I had this fold-up pre-marked (grid) cutting board since 1981, when I purchased it, along with cloth and other materials, so I could make a baby quilt for a friend.  That one was the first of many, for many friends, for many new babies.

As it was, when I last saw it, the cardboard cutting board had a million pin holes and dots of fabric paint, from when I'd punch the point down to get the paint flowing, so I could make faces and such on Christmas stockings!

I wonder what else is missing from the move?

cutting the batting, using a plastic lid as a cutting board - not ideal

Perhaps this stitching will pull me out of my rut.

   The great advantage of being 
                                                        in a rut is                                                         

that when one is in a rut,

one knows exactly where one is.

- Arnold Bennett

Blurry, but ready

May you have what you need and some of what you want too
May you not loose too much or miss too much, 
but hold your memories as you need too.
xo  
Photographs by NAE ©2019

6 comments:

Liz A said...

gone ... missing ...

I have mixed feelings about Christmas stitching ... on the one hand, the season is so brief and then everything gets put away ... gone ... missing from the day-to-day of the non-holiday time ...

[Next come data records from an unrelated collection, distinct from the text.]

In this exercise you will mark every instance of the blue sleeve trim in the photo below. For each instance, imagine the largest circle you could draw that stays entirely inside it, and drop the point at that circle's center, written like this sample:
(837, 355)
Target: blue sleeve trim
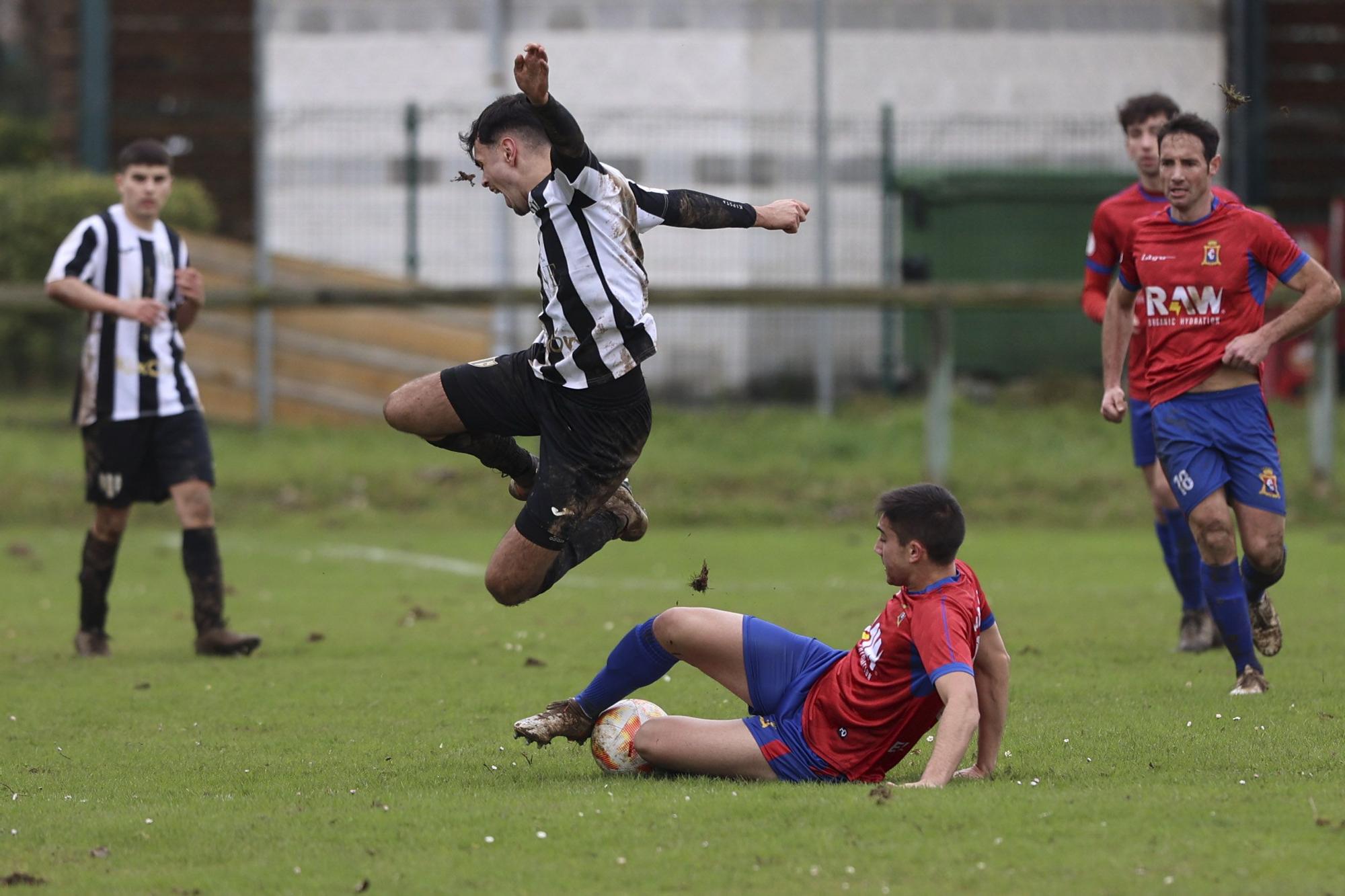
(1256, 279)
(950, 667)
(1295, 268)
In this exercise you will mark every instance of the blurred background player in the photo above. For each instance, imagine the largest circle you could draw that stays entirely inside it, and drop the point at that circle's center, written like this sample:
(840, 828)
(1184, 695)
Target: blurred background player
(137, 401)
(1141, 119)
(818, 713)
(1203, 267)
(580, 384)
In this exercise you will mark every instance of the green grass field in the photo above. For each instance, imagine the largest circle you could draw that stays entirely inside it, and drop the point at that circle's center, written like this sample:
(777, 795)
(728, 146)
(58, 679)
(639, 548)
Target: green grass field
(381, 751)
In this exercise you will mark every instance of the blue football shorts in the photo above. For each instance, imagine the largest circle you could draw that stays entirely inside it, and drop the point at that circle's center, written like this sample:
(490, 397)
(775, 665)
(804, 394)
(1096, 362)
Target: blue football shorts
(1143, 432)
(782, 667)
(1210, 440)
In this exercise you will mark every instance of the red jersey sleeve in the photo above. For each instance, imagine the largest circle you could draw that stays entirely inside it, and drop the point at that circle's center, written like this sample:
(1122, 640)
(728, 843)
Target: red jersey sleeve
(1129, 275)
(945, 633)
(1276, 249)
(1101, 257)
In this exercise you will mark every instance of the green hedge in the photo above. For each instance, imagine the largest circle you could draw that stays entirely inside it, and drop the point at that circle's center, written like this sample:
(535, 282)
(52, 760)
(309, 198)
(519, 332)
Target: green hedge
(40, 208)
(24, 142)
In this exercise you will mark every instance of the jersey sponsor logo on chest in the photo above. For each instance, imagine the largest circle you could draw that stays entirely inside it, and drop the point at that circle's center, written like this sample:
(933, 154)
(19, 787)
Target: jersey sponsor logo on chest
(1191, 300)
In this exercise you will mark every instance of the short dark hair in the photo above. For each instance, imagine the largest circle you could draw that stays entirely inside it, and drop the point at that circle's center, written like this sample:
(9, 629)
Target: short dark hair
(1196, 127)
(512, 112)
(1145, 107)
(926, 513)
(145, 153)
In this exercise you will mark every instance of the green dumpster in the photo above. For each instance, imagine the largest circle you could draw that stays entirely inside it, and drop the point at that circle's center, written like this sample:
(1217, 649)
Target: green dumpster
(988, 227)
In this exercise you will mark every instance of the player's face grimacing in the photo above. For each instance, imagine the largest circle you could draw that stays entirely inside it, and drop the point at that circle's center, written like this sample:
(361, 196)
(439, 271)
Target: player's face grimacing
(1187, 175)
(1143, 145)
(145, 190)
(500, 173)
(898, 559)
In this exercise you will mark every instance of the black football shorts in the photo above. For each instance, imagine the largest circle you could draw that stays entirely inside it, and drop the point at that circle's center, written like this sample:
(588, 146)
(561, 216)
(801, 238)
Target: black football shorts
(141, 459)
(591, 438)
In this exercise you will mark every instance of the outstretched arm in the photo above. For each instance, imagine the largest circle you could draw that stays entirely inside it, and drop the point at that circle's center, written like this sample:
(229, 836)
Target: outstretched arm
(533, 76)
(958, 692)
(703, 212)
(1116, 339)
(993, 702)
(1321, 294)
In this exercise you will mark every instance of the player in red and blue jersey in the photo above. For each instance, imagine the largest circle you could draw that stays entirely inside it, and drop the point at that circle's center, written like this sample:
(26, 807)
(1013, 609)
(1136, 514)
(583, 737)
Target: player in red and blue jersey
(818, 713)
(1141, 119)
(1203, 268)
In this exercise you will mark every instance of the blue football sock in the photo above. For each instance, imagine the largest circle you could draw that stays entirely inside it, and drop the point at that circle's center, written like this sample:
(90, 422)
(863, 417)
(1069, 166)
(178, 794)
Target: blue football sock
(637, 661)
(1184, 561)
(1229, 606)
(1258, 580)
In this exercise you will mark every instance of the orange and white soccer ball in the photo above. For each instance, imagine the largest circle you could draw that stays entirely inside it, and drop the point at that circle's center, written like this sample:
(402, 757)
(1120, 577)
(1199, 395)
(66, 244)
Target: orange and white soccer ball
(614, 736)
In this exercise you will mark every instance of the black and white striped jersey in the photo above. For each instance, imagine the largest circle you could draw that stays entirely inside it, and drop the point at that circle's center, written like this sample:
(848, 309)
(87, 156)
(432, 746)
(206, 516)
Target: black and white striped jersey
(595, 292)
(128, 370)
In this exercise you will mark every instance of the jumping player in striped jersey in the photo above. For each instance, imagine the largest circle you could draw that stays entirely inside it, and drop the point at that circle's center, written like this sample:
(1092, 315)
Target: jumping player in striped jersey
(1203, 267)
(1141, 118)
(579, 386)
(818, 713)
(137, 401)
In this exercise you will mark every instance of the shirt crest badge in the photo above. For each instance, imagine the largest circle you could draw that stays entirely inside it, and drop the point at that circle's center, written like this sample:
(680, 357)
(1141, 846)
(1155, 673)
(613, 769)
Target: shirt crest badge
(1270, 483)
(1211, 253)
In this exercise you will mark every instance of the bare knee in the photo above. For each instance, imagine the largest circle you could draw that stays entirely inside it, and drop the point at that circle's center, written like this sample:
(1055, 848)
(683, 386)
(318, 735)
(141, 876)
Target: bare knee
(649, 740)
(509, 591)
(193, 505)
(676, 626)
(111, 522)
(1265, 551)
(1215, 538)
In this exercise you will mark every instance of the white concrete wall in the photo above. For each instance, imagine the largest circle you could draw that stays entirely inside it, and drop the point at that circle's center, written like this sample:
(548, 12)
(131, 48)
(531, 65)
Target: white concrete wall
(991, 83)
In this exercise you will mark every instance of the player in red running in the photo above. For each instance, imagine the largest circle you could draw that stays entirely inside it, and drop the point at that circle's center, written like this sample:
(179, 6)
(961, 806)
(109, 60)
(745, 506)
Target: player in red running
(818, 713)
(1203, 268)
(1141, 118)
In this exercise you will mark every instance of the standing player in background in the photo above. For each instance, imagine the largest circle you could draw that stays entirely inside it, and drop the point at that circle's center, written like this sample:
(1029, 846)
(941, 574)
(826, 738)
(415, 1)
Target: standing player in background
(1141, 119)
(818, 713)
(1203, 266)
(580, 384)
(145, 436)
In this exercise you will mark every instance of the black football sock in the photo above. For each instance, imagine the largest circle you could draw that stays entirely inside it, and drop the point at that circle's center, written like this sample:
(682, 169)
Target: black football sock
(497, 452)
(100, 559)
(201, 560)
(586, 541)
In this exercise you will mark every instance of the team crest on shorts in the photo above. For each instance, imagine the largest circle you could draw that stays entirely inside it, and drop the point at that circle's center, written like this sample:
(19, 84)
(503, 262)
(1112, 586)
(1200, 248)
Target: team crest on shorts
(1270, 483)
(1211, 253)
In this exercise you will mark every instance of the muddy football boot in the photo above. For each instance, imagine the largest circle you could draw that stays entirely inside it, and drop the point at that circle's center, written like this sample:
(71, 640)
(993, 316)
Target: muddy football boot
(1250, 682)
(1198, 631)
(92, 643)
(637, 522)
(563, 719)
(1266, 631)
(221, 642)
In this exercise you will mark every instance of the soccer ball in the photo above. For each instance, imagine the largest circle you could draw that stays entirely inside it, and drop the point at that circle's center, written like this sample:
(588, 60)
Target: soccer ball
(614, 736)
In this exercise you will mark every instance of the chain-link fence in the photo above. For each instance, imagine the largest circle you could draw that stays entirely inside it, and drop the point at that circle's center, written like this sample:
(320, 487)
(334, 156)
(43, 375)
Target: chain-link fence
(340, 189)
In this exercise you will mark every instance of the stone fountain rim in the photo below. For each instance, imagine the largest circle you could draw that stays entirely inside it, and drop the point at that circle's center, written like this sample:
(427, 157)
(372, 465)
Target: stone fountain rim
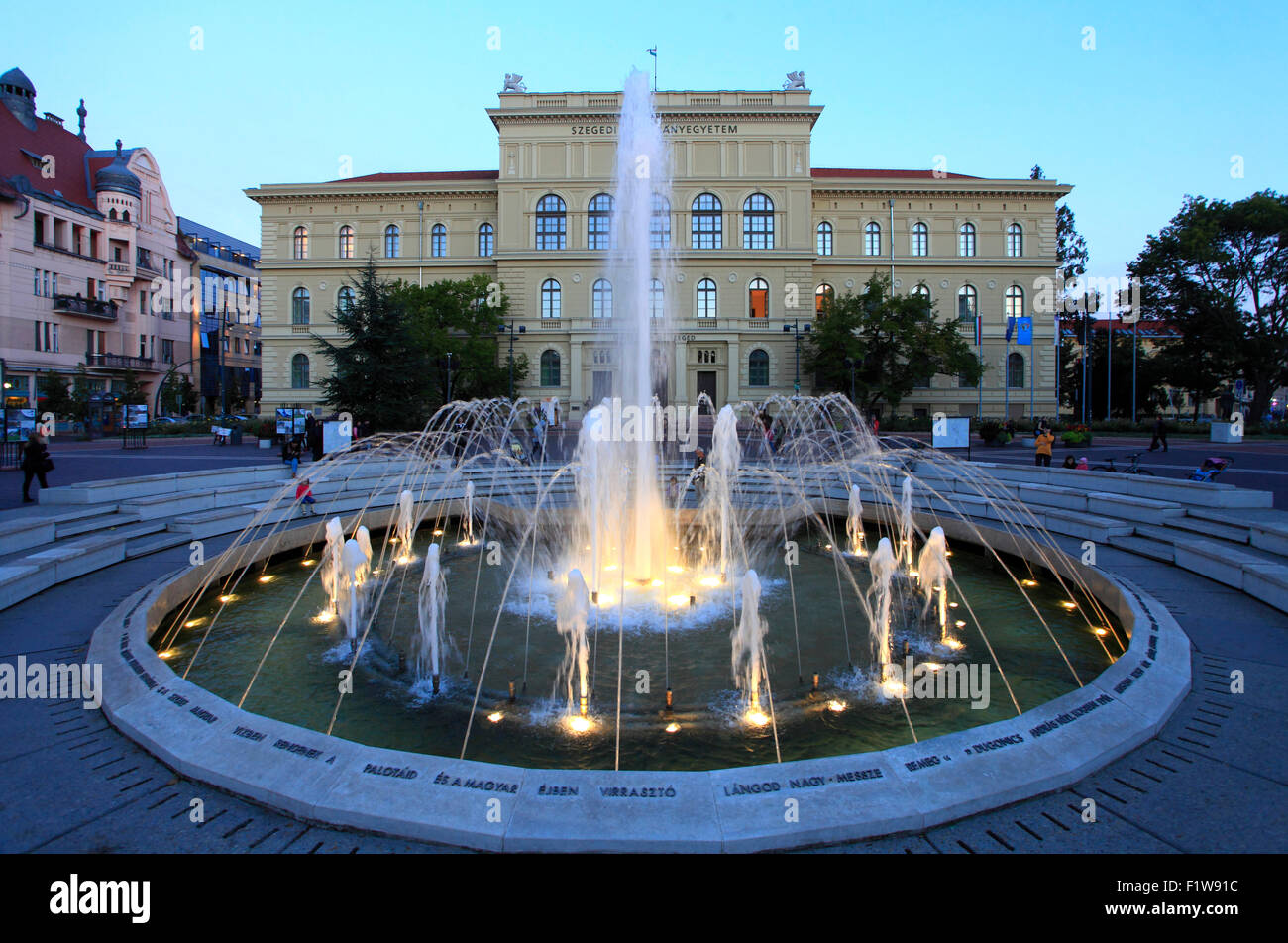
(493, 806)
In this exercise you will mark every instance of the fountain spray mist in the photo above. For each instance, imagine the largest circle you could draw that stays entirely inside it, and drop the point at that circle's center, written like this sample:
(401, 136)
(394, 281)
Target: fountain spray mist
(571, 620)
(432, 617)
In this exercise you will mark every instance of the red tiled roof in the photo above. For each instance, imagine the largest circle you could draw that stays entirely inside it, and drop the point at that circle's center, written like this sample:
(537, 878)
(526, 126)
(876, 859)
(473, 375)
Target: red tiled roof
(888, 174)
(423, 175)
(48, 138)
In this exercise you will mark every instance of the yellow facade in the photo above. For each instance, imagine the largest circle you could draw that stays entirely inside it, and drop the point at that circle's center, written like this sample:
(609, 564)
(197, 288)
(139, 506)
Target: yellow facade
(729, 145)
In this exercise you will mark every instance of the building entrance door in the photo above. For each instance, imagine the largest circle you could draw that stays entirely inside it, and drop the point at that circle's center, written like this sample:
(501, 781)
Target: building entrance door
(603, 385)
(706, 384)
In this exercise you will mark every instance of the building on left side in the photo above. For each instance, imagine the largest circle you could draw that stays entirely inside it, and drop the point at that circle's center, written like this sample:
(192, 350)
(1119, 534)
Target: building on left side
(93, 264)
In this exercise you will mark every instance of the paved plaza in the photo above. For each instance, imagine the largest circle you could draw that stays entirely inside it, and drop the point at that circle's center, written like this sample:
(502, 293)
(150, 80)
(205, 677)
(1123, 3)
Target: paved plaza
(1214, 780)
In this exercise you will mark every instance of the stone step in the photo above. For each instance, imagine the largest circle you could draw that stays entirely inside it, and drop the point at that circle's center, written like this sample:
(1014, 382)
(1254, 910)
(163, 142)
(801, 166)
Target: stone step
(1145, 547)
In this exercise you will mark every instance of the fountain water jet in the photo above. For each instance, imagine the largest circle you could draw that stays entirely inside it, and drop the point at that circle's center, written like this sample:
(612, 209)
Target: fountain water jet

but then, when brought out again the following year, each piece is noticed all over again, the stories held are recalled, the connections renewed ... all such very good things

and oh, I'm so sorry that something that held story for you is lost ...

Nancy said...

Liz~ Yes, I can see your point...but how exciting to have old friends come out to visit at a special time of year. Of course, I don't actually celebrate Christmas, so I can only imagine :)
As for story, in the past Everything held story! I'm trying to let go of the Super Duper Importance of that, as only I care about some of these stories anyway, important only to me. xo

Mo Crow said...

those gridded cutting boards are fab, I have 6 in different states of disrepair, the good news is they are a lot cheaper these days

Nancy said...

Hey Mo~ Yeah, I used mine to death! In the spirit of downsizing, making do and the fact that I still have my big blue cutting board...PLUS, I don't feel the need to sew in quite this way...I most likely will not replace. But, I was surprised and a bit sad to find it gone and do wonder what else is gone That I don't even know about yet? xo

Ms. said...

Blessed be thee. I have been moved in upon unannounced since this afternoon by a mother (60) and son (27) who were evicted...old time friends of many years always in emergencies. Forgive me if I type at you in your rut there, but they have squeezed themselves into the loft bed and have left me thinking space. It's 2 a.m. in Manhattan. Half their baggage and two cats are sheltered in one of the only neighbors from the long past down on the first floor (angels) and half taking up space here. Sigh. I've been at a loss and when your life is taken over for a day +++, Buddhist vows might fail...mine did...none the less, they go to court in a few more hours and will be gone all day. Then back here...and depending on success they will be back in their own apartment Friday night. If not, I may be stuck with them for the weekend. Sympathy not withstanding. I can not, nor can the neighbors sheltering cats and managing many problems of their own, stay stable for much longer. I'm thinking about Grace having to evict with goats and everything because of fire on a moments notice. I feel somewhat ashamed of myself. Not shame really, just disappointment. So. Thank you for listen/reading about my momentary discomfort. It soothes me to speak of it. I may not be back on line so don't worry about an answer. You may see me on Face book where I am being most circumspect about the problem, not wanting to expose them. Good morning and goodnight. I'll try to sleep now.

Nancy said...

Michelle~ This space and me...safe places to vent and just be yourself. I will keep you in my thoughts and wish for the best outcome. Lastly, I can understand a bit. I couldn't imagine folks moving in on us right now! xo my friend.